I have a treeless and it really cannot be over stressed that you MUST have it properly padded! Which may mean that it needs shims in the front to keep it from tipping forward. 

I was having trouble feeling like I was "riding down my horse's shoulders" and my horse was very reluctant to move out. Shimming the front of the saddle really helped both problems.

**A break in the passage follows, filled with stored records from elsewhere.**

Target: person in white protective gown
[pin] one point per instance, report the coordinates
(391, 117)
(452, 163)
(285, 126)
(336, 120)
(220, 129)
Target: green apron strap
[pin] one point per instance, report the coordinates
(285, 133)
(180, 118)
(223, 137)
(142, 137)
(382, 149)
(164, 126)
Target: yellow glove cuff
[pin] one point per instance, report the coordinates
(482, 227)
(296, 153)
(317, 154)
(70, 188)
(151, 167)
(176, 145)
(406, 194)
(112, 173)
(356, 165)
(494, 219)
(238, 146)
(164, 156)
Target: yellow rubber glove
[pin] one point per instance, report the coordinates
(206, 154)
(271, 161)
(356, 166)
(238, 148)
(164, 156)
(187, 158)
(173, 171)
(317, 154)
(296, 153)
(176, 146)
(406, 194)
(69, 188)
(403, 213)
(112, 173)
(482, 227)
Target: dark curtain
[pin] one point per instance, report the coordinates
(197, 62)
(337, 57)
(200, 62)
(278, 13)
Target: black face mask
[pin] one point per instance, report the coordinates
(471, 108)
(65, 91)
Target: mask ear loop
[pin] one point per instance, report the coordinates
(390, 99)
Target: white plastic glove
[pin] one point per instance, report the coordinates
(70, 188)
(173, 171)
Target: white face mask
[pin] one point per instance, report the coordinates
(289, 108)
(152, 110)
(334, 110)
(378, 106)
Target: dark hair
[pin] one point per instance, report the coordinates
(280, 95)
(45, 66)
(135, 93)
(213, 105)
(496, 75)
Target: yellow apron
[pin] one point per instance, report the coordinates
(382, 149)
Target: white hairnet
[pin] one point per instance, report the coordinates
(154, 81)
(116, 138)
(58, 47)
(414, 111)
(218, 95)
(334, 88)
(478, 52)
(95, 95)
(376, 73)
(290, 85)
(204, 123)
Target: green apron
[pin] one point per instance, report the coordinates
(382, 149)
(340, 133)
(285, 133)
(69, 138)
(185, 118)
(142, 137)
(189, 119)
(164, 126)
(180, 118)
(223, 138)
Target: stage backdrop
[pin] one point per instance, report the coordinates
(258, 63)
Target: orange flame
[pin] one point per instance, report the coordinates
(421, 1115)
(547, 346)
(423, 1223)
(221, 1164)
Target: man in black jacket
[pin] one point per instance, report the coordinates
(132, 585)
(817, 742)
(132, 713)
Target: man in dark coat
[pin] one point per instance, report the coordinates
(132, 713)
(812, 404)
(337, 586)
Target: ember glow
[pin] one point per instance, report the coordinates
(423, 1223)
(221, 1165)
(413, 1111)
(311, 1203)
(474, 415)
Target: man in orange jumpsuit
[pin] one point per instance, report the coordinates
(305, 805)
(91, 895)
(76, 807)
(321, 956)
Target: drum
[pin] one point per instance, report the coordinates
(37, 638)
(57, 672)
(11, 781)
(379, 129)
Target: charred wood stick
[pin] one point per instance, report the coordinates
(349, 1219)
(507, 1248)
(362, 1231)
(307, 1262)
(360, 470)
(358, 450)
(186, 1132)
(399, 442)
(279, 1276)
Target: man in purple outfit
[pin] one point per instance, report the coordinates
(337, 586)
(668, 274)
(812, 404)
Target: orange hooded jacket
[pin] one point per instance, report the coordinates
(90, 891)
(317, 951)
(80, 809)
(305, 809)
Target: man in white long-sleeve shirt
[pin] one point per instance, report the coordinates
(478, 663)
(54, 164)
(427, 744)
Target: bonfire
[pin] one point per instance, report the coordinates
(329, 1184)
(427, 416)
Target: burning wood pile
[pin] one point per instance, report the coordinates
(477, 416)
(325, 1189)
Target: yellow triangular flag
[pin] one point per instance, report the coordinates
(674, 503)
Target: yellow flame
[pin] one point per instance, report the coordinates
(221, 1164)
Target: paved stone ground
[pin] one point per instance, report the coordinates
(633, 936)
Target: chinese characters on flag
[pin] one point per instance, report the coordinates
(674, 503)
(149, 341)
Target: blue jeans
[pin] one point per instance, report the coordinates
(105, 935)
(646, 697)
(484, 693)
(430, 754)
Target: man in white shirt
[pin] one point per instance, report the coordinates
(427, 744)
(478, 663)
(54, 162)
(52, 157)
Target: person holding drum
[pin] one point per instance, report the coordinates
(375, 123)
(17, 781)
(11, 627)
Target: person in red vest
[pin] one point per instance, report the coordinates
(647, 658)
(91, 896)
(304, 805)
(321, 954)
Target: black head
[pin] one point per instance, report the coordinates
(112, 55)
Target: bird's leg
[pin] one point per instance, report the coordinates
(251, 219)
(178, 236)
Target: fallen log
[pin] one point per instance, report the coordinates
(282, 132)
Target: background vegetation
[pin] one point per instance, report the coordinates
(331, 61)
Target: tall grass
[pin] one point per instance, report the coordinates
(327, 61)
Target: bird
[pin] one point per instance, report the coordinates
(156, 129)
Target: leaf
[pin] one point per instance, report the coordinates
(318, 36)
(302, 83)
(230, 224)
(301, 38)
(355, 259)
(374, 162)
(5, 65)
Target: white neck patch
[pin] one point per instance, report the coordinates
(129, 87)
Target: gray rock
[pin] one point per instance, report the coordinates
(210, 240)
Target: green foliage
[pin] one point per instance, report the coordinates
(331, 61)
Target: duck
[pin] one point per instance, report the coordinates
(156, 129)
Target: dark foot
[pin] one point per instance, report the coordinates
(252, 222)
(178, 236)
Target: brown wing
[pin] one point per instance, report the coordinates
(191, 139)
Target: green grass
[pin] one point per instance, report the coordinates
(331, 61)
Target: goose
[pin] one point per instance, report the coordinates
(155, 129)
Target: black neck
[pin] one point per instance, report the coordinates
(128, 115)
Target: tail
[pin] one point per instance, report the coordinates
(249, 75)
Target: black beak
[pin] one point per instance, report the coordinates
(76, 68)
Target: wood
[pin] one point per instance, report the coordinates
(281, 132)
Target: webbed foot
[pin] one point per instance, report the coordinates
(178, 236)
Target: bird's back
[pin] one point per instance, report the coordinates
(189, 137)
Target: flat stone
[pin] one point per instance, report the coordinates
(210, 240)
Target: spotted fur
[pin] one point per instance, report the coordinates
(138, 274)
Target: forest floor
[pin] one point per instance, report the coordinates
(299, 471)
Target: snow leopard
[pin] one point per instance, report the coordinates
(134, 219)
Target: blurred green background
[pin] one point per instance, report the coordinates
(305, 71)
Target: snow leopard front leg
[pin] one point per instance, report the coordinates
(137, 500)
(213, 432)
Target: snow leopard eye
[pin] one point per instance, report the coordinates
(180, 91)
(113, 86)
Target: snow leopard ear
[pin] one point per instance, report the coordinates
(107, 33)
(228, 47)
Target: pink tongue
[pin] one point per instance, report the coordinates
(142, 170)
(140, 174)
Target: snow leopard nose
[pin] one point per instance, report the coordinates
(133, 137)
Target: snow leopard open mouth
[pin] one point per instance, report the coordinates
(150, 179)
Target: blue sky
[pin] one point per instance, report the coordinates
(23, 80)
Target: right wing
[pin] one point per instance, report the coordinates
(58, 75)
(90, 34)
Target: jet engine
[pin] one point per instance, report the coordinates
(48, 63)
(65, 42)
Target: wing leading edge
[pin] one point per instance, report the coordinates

Also be very aware of feedback from your horse. I chose a treeless because I thought it would be easier for me to lift and more comfortable for my horse. Recently I tried out a traditional saddle on my horse, he instantly showed by his attitude and movement that the treed saddle was more comfortable to him. Even though I like the treeless better for me, it's my horse's vote that counts, I will be switching to a regular saddle again.


----------



## kiwi79 (Nov 11, 2011)

Thanks for the input  it came with a memory foam saddle pad which the previous owner said was specifically for treeless saddles. It doesnt have any branding though so not sure what make it is. 
I went for my second ride in it this afternoon and still feels very strange to me! I lengthened the stirrups which helped a bit with my balance, definitely have to concentrate on keeping my heels down to stop my legs from going out behind me. 
I placed the saddle further forward this time, so should it almost be up over the withers? While I was riding I looked down and the saddle pad looked quite tight over them, the pad is cut to the shape of the saddle so doesnt leave much room to lift it to leave some room when putting it on. 
My balance overall still felt quite strange like i could easily tip off to one side, maybe I should have gotten a treed saddle given that I dont have the greatest balance these days :-(


----------